# Segments Extraction  

This notebook extracts annotated audio segments from the official recordings of Tovanella and WABAD using the `Bird_tags_Train.mat` file. Since BirdNET analyzes 3-second clips, all extracted segments follow this duration.  

Segments are generated with a 50% overlap, shifting by 1.5 seconds between consecutive clips.  

## Extraction Process:
1. **`species_dict`**: maps common names to scientific names for all species.  
2. **`category_annots.json`** & **`audio_annots.json`**: store segment annotations for each species in every audio file.  
3. **`audio_info.json`**: provides total duration and sampling rate for each recording.  
4. **`true_segments.json`**: lists the species present in each extracted segment.  
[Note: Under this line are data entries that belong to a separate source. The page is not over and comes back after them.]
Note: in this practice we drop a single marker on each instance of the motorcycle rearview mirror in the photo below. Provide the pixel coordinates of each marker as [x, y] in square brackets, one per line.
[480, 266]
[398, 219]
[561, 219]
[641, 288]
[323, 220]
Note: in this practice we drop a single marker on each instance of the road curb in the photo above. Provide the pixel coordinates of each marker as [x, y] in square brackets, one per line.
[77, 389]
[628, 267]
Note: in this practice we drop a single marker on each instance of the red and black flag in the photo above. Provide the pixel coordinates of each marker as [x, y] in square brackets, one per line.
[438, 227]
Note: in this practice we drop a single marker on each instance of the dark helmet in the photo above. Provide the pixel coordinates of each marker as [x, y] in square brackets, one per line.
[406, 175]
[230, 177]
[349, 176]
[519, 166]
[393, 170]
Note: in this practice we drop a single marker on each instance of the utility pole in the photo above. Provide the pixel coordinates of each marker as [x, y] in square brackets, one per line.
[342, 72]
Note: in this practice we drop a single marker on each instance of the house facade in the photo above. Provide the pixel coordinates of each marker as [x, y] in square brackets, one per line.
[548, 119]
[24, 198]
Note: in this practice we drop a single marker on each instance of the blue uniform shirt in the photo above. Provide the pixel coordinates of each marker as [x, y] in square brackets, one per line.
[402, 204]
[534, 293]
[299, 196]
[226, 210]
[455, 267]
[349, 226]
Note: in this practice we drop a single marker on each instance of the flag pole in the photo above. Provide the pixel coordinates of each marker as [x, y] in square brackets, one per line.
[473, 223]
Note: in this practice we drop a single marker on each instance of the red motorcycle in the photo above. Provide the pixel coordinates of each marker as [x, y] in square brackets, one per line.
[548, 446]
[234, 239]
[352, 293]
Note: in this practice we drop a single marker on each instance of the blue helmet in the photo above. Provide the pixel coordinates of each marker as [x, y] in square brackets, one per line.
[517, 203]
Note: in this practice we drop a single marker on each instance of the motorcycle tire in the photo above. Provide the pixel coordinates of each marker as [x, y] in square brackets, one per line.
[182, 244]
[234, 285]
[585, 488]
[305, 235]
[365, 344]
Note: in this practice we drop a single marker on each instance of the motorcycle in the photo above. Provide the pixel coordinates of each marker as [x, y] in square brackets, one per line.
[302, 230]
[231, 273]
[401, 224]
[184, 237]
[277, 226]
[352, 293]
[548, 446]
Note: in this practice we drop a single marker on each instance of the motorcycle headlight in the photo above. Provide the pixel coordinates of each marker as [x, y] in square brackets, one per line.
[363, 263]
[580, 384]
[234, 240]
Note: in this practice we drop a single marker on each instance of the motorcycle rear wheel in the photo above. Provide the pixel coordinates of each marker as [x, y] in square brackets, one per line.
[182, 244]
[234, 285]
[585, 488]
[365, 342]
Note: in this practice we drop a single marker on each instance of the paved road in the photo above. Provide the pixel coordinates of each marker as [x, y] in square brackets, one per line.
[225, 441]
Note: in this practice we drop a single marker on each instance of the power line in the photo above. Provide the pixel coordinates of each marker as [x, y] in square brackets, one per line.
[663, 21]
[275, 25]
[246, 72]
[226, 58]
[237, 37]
Unannotated segments can be included (labeled as `"None"`) by enabling `generate_None`, treating them as a non-species class.  

For WABAD, a different approach was used due to multiple recording sites—only relevant sites containing the study species were processed.


In [14]:
import os
import json
import pandas as pd
import csv
import utils
import scipy.io
from birdlib import utils

In [15]:
DATASET_NAME = 'dataset'
DATASET_PATH = f'/home/giacomoschiavo/segments/{DATASET_NAME}'
AUDIO_SOURCE = '/home/giacomoschiavo/Tovanella'

# Update! Birds_tags_Train_2.mat
In this new dataset some file are written in this form

"< code > - < common species > - < scientific name >.mp3" -> "XC636429 - Merlo dal collare - Turdus torquatus.wav"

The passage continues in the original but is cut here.